Today, as I sit here with an iced peach tea and tiramisu, I find myself finally feeling at home. I’m across the world in South East Asia, but finding places where I can still find comfort and solace. For the past week, I was having an amazing time. I’ve seen crocodiles in the rainforest, visited temples, “chilled” at some beautiful rooftop bars, tasted the unbelievable street food of the city, but I’ve still been feeling a bit uncomfortable at times. It was a kind of discomfort that I couldn’t put my finger on until right now. I think I was just missing being in my element, and right now, I have started to feel much more at home. I have never been forced so far out of comfort zone before this trip and today, I am able to feel more confident about where I am in this journey. I have my headphones in, my Jesus music playing, and a cool drink to quench the 90 degree heat.

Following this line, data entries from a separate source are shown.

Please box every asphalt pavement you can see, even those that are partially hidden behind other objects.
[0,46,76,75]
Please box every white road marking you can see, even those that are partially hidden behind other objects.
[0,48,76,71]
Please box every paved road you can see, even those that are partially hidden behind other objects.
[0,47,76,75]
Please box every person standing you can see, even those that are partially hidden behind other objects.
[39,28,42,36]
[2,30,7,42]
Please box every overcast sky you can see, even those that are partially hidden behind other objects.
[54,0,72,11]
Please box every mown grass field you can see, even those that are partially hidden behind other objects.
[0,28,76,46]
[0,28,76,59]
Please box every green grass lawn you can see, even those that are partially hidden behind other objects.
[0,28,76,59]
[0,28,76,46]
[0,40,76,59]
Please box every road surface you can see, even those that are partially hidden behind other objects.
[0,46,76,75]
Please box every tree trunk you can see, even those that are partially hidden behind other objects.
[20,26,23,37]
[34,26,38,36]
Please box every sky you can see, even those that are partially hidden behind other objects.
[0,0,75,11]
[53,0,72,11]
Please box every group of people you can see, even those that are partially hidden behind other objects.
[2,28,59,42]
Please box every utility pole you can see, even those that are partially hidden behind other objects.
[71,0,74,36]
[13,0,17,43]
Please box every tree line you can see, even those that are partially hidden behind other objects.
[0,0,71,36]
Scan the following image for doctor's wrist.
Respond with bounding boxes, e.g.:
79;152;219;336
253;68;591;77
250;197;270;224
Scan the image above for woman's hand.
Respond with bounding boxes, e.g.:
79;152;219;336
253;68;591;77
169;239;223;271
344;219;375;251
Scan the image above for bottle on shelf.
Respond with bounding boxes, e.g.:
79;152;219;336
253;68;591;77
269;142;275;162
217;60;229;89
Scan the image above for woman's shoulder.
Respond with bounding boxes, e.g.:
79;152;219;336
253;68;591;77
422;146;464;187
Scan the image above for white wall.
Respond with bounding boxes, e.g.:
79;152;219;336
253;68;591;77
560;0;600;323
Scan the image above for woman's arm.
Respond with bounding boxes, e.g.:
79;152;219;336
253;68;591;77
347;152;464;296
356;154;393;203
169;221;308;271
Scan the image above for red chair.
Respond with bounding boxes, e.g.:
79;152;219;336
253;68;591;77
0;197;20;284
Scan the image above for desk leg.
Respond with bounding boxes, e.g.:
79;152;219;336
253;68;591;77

Ultimately, today has been a day of growth & empowerment. After the lessons I learned in the coffee shop, I got the strength to take a motorbike ride to a go to a pho restaurant for dinner alone. For anyone who knows me, I don’t even go to the bathroom alone at college let alone travel through Ho Chi Minh city on the back of a motorbike to eat alone in a restaurant. However, I am feeling fully capable and confident. I want to challenge myself to recognize when I step out of my comfort zone and applaud myself for being comfortable with the uncomfortable.